Référence neutre : 2001 CFPI 599

ENTRE :

     LE COMMISSAIRE À L'INFORMATION DU CANADA

                                                                                                 demandeur

                                                    - et -

             LE PROCUREUR GÉNÉRAL DU CANADA et

       LE BRIGADIER GÉNÉRAL DANIEL LINDSEY ROSS

                                                                                                 défendeurs

                          MOTIFS DE L'ORDONNANCE

LE JUGE DUBÉ

[1]    Cette double requête déposée par le demandeur (le Commissaire) a pour but, premièrement, de réunir deux dossiers, soit les dossiers T-656-01 et T-814-01 et, deuxièmement, d'obtenir une ordonnance pour que l'affidavit de Roy Hillier soit déposé sous le sceau de la confidentialité.


1. La requête pour la réunion des demandes

[2]    Les deux demandes ont trait à la même enquête et soulèvent des questions identiques de fait et de droit. Les mêmes parties sont nommées dans les deux demandes et leur réunion empêchera un dédoublement inutile des procédures. Par conséquent, il est dans l'intérêt supérieur de la justice que le Commissaire soit autorisé à réunir ces deux demandes.

2. La requête pour obtenir des instructions concernant la confidentialité

[3]    Le Commissaire mène une enquête sur une plainte ayant trait au refus de l'administrateur général du ministère de la Défense nationale de divulguer des dossiers qui sont [TRADUCTION] « des procès-verbaux ou des documents produits à l'issue de réunions de gestion du M5 pour 1999 » . Il s'agit de réunions entre le ministre et le sous-ministre de la Défense nationale, le chef de l'état-major de la Défense et les cadres supérieurs du ministre.

[4]    Au moyen de l'affidavit confidentiel de Roy Hillier, le Commissaire a l'intention de déposer des preuves concernant les mesures de sécurité à son bureau. Il soutient que cette information est de nature extrêmement délicate et ne devrait pas être portée à la connaissance du public; compte tenu de la nature essentiellement confidentielle de la preuve qui serait présentée à la Cour, le Commissaire soutient qu'une ordonnance préservant la confidentialité de ces documents devrait être rendue.

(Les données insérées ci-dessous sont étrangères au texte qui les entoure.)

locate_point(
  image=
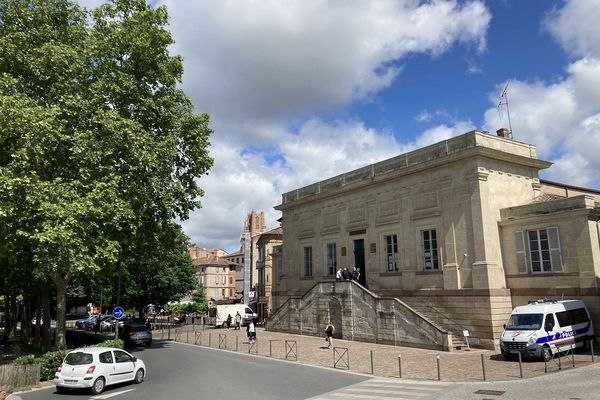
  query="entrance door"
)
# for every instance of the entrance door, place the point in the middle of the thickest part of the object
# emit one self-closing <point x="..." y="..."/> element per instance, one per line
<point x="359" y="260"/>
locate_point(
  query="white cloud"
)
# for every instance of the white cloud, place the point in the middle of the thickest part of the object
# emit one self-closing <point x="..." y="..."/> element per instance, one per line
<point x="256" y="64"/>
<point x="575" y="27"/>
<point x="562" y="118"/>
<point x="267" y="71"/>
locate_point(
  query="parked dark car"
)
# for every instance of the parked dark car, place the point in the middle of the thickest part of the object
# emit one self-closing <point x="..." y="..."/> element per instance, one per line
<point x="136" y="334"/>
<point x="87" y="323"/>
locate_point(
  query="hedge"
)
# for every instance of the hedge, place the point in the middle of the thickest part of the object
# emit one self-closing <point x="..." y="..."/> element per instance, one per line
<point x="51" y="360"/>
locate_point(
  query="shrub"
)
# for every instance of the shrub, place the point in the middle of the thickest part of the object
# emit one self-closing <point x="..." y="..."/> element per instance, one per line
<point x="50" y="362"/>
<point x="27" y="359"/>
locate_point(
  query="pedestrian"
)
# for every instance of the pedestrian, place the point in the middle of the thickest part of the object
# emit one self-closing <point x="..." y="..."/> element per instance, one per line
<point x="338" y="275"/>
<point x="238" y="320"/>
<point x="251" y="330"/>
<point x="6" y="391"/>
<point x="346" y="275"/>
<point x="329" y="331"/>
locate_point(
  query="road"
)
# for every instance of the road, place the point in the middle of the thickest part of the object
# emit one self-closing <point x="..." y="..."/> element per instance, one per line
<point x="178" y="371"/>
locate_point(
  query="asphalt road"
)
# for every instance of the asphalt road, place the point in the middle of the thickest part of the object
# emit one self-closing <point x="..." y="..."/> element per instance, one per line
<point x="178" y="371"/>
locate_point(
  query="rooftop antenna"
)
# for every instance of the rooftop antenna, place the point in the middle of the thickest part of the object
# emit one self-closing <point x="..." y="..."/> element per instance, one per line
<point x="504" y="102"/>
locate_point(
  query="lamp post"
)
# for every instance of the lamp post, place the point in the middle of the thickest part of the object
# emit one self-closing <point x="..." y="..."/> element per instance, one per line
<point x="118" y="290"/>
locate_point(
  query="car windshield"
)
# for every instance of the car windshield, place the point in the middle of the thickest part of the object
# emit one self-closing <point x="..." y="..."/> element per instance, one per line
<point x="139" y="328"/>
<point x="79" y="358"/>
<point x="518" y="322"/>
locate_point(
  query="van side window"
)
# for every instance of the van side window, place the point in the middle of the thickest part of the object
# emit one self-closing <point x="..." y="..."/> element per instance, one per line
<point x="572" y="317"/>
<point x="550" y="322"/>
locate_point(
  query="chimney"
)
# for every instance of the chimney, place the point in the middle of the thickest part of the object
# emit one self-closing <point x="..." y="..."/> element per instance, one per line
<point x="503" y="132"/>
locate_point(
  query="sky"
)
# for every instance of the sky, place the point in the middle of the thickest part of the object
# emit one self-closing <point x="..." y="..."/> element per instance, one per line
<point x="302" y="90"/>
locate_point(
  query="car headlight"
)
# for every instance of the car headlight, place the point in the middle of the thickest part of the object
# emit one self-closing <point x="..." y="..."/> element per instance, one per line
<point x="532" y="339"/>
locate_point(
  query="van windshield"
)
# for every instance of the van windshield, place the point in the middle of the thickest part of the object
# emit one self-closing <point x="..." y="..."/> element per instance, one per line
<point x="518" y="322"/>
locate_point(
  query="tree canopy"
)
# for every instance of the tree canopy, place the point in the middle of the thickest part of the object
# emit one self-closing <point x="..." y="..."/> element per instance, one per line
<point x="100" y="149"/>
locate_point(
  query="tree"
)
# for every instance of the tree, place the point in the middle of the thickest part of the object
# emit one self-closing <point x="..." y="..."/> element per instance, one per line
<point x="96" y="138"/>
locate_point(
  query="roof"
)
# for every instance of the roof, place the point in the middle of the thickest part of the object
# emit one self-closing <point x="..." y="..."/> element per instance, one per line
<point x="211" y="260"/>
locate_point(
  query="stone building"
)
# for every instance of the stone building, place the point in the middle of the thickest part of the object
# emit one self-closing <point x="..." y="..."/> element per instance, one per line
<point x="215" y="273"/>
<point x="264" y="265"/>
<point x="457" y="233"/>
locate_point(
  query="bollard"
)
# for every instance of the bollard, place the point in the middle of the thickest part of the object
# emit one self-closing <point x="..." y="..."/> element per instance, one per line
<point x="400" y="366"/>
<point x="483" y="368"/>
<point x="520" y="365"/>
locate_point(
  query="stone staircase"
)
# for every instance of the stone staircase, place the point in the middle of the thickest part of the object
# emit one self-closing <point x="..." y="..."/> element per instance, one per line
<point x="437" y="316"/>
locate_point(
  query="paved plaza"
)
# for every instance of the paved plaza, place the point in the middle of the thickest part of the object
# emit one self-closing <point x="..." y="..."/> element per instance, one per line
<point x="376" y="359"/>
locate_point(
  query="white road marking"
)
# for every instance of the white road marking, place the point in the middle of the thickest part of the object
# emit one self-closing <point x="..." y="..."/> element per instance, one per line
<point x="109" y="395"/>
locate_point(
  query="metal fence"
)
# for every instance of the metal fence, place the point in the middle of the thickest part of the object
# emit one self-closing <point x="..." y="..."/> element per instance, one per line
<point x="20" y="376"/>
<point x="380" y="360"/>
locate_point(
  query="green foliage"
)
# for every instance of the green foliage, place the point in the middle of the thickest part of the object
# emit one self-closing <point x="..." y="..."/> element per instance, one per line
<point x="26" y="359"/>
<point x="118" y="343"/>
<point x="99" y="148"/>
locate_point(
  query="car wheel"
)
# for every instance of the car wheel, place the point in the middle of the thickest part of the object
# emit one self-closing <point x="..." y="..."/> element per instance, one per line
<point x="139" y="376"/>
<point x="98" y="386"/>
<point x="546" y="354"/>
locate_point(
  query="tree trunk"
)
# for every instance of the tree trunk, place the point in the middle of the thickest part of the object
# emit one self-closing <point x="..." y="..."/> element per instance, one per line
<point x="45" y="292"/>
<point x="61" y="305"/>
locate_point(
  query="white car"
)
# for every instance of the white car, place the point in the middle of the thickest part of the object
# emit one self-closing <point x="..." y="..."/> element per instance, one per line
<point x="97" y="367"/>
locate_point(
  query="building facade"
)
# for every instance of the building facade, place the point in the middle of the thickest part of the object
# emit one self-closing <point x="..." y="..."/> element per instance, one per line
<point x="214" y="273"/>
<point x="266" y="243"/>
<point x="462" y="231"/>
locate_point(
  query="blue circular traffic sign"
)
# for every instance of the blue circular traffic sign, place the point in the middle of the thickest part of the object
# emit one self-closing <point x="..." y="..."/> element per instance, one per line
<point x="118" y="312"/>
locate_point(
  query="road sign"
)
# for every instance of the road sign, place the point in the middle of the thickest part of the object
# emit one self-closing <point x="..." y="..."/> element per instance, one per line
<point x="118" y="312"/>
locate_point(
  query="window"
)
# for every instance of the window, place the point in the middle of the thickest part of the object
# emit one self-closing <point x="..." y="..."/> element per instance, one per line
<point x="279" y="267"/>
<point x="308" y="261"/>
<point x="391" y="252"/>
<point x="331" y="258"/>
<point x="538" y="250"/>
<point x="121" y="357"/>
<point x="430" y="250"/>
<point x="572" y="317"/>
<point x="106" y="357"/>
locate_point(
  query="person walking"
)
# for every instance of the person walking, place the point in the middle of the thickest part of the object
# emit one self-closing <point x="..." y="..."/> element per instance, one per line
<point x="338" y="275"/>
<point x="251" y="331"/>
<point x="329" y="332"/>
<point x="238" y="321"/>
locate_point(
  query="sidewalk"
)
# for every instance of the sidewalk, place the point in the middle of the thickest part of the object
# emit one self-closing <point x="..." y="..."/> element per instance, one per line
<point x="377" y="359"/>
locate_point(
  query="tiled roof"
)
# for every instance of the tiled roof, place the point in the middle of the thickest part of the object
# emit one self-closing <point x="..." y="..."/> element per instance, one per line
<point x="211" y="260"/>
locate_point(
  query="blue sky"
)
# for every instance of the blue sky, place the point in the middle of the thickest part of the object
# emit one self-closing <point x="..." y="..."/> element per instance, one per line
<point x="299" y="91"/>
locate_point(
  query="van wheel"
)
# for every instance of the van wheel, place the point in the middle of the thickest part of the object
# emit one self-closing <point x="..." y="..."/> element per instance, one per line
<point x="139" y="376"/>
<point x="98" y="386"/>
<point x="546" y="354"/>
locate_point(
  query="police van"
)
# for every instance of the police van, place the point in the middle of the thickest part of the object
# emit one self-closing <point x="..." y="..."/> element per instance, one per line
<point x="543" y="328"/>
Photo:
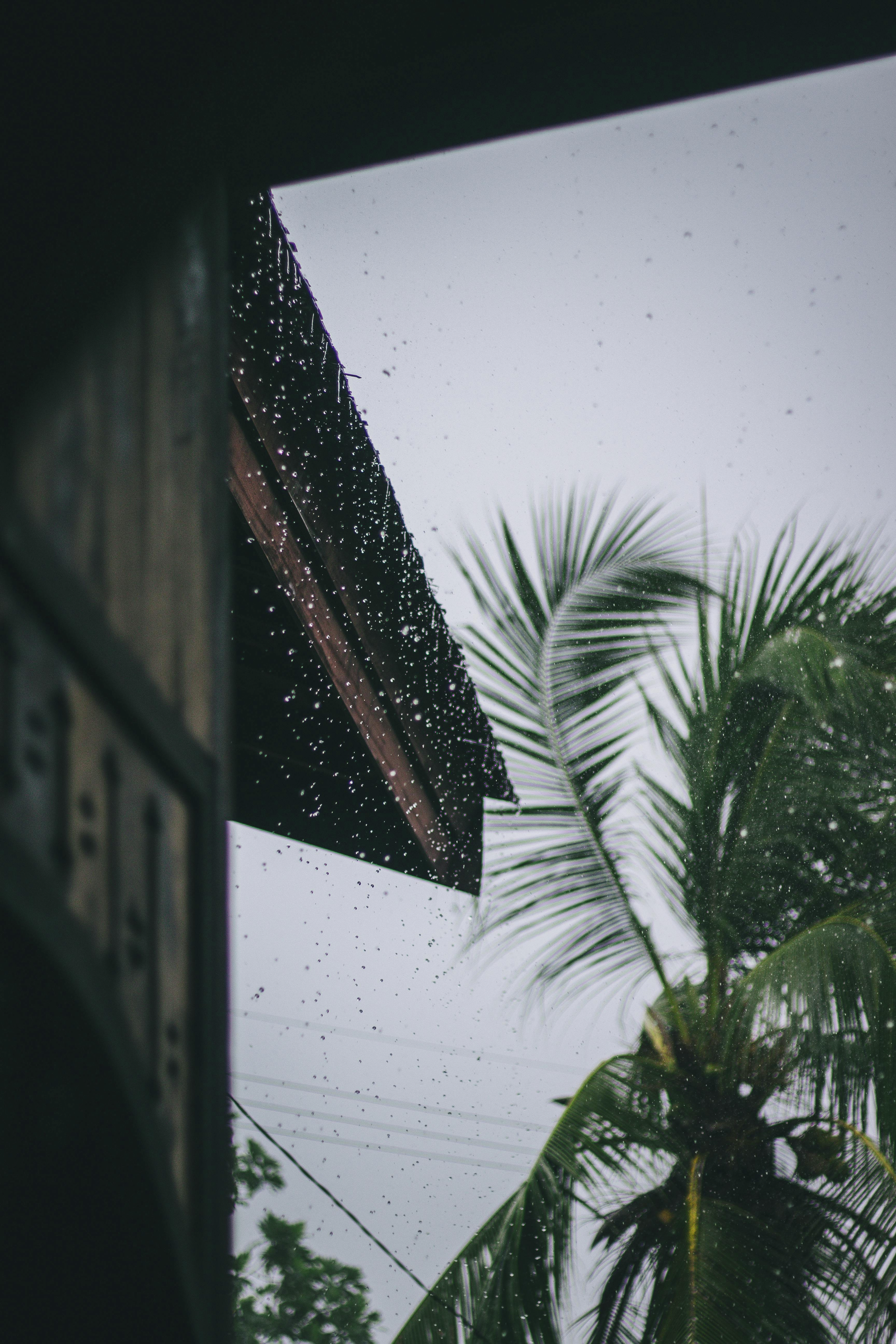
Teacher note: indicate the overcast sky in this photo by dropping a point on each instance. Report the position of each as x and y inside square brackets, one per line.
[699, 296]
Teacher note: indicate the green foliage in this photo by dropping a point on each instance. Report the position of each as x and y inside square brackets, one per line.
[726, 1165]
[291, 1294]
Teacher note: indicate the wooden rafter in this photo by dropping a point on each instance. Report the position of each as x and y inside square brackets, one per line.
[309, 603]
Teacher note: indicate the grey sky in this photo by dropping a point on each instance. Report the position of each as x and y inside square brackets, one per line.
[700, 295]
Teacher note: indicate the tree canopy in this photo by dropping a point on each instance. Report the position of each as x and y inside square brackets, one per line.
[281, 1289]
[735, 1165]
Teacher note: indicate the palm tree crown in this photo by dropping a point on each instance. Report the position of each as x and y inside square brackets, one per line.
[727, 1162]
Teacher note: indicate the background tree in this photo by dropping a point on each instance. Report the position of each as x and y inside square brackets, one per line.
[283, 1291]
[726, 1163]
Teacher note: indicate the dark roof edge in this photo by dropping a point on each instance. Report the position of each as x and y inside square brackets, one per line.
[340, 490]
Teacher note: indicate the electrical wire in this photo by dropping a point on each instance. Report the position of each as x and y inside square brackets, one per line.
[490, 1055]
[403, 1152]
[393, 1130]
[394, 1103]
[330, 1194]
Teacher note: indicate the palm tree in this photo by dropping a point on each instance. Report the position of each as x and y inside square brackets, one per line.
[737, 1165]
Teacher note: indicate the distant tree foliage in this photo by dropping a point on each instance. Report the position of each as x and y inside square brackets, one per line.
[281, 1289]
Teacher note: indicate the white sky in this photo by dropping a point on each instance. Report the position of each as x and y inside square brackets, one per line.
[695, 296]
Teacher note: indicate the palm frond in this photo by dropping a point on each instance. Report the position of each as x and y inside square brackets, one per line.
[833, 987]
[555, 667]
[508, 1281]
[786, 748]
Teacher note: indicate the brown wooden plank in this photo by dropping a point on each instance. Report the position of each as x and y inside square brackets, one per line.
[272, 531]
[291, 470]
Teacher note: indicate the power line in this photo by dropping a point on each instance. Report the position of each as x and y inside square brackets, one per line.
[403, 1152]
[394, 1130]
[491, 1057]
[330, 1194]
[394, 1103]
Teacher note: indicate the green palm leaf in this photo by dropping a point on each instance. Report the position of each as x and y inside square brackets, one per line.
[557, 666]
[508, 1281]
[734, 1189]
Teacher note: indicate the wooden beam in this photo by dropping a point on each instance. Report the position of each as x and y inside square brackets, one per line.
[312, 608]
[297, 483]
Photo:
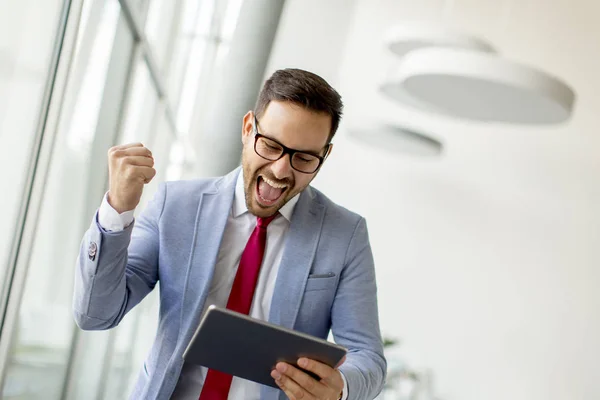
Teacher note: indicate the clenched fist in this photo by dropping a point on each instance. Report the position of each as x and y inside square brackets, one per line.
[130, 167]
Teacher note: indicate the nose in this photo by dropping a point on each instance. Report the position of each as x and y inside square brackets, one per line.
[282, 168]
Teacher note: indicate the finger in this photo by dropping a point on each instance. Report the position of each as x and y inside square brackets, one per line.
[291, 388]
[138, 160]
[133, 151]
[145, 174]
[128, 145]
[322, 370]
[342, 361]
[305, 381]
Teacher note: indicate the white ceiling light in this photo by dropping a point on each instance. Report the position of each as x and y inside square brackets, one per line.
[404, 38]
[397, 139]
[479, 86]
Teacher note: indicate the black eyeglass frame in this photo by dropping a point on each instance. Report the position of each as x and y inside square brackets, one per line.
[287, 150]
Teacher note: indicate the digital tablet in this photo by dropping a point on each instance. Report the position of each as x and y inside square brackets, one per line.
[249, 348]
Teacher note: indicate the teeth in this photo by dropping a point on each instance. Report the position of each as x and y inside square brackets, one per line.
[273, 184]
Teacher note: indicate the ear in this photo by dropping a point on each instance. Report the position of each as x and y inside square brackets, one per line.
[247, 123]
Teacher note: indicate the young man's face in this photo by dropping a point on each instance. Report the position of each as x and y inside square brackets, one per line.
[270, 184]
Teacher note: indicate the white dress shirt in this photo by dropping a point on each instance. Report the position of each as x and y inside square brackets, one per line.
[239, 227]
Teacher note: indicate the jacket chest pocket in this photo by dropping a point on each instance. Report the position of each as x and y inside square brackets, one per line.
[325, 281]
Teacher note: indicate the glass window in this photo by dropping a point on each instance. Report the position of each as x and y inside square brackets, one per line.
[42, 341]
[28, 30]
[160, 23]
[141, 107]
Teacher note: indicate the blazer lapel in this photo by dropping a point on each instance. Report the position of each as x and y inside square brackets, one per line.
[299, 252]
[213, 210]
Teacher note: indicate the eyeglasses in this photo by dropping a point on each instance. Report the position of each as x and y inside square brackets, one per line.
[272, 150]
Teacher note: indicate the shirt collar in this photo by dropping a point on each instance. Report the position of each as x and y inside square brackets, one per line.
[239, 201]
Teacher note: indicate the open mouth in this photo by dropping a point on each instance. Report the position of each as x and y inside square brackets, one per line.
[268, 192]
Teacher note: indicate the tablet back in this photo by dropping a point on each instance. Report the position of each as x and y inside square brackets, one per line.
[249, 348]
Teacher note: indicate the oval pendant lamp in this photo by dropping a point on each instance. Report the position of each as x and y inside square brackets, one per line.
[478, 86]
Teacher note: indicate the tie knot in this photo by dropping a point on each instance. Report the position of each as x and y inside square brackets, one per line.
[264, 222]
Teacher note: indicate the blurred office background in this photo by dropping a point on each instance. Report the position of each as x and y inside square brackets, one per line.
[487, 248]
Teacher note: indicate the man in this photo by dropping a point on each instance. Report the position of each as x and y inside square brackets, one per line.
[259, 240]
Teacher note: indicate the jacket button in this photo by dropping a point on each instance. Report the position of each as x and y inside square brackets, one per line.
[92, 250]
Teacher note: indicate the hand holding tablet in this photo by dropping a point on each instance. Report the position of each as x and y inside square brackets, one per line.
[252, 349]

[5]                 Roy Hillier est un enquêteur pour le Bureau du Commissaire. À titre d'enquêteur expressément désigné, aux termes du paragraphe 59(2) de la Loi sur l'accès à l'information[1] (la Loi), il examine périodiquement les dossiers confidentiels, et la Loi l'oblige à prendre de très grandes précautions pour s'assurer que les dossiers fournis au Commissaire restent confidentiels. Selon l'affidavit de Roy Hillier, il n'y a jamais eu de manquement à la sécurité qui aurait entraîner la divulgation des dossiers demandés.

3. La requête est-elle prématurée?

                                                         

[6]                 Les défendeurs font valoir que la requête est prématurée étant donné qu'elle devrait être traitée dans le cadre de la gestion des cas confiés à un seul juge. Dans une lettre en date du 28 mai 2001, le Commissaire a déjà demandé au juge en chef adjoint de nommer un juge responsable de la gestion d'une instance pour gérer les 15 demandes de contrôle judiciaire découlant de trois enquêtes menées par le Commissaire. L'une de ces enquêtes est à l'origine des présentes demandes de contrôle judiciaire.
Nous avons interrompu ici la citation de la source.